At the same time, two streets down from city hall, nearly 100 people gathered at Mindszenty Plaza for a wreath-laying ceremony sponsored by the United Hungarian Societies (UHS). The scouts presented the flags at the 1956 memorial and the Cardinal Joseph Mindszenty statue. After the singing of the United States and Hungarian national anthems, Cleveland District Commissioner Andrea Vareska-Meszaros gave the keynote address and scout Julian Balassy from Hungarian Scout Troop 14 recited a poem. 1956-ers Steve Kekedy and Scout Leader Thomas Ratoni-Nagy with the assistance of Assistant Troop Leaders Hanna Szentkiralyi and Keve Pigniczky laid wreaths at the statues. The program was directed by the Hungarian Scout Association in Exteris International Commissioner and the American Hungarian Friends of Scouting Executive Secretary Michael Horvath.

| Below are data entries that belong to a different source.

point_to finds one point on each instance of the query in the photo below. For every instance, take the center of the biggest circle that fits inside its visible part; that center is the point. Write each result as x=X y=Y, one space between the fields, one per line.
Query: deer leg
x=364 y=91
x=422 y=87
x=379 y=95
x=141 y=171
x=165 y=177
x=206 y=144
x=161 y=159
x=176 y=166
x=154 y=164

After the wreath-laying ceremony, at 4 p.m. at St. Emeric Roman Catholic Church, the scouts presented the flags of the U.S. and Hungary and the four scout troops’ flags along with some other organization’s flags at the “Legacy of Freedom” concert sponsored by the UHS. The main performers at the concert were the 50 member Cleveland Women’s Orchestra which performed Hungarian works by Liszt, Kodály, Erkel and Brahms. After the concert, attended by about 400 people, a reception was held with food and drinks in the Church hall for all those in attendance.
All the programs were a fitting display and remembrance in tribute to all the heroes of 1956.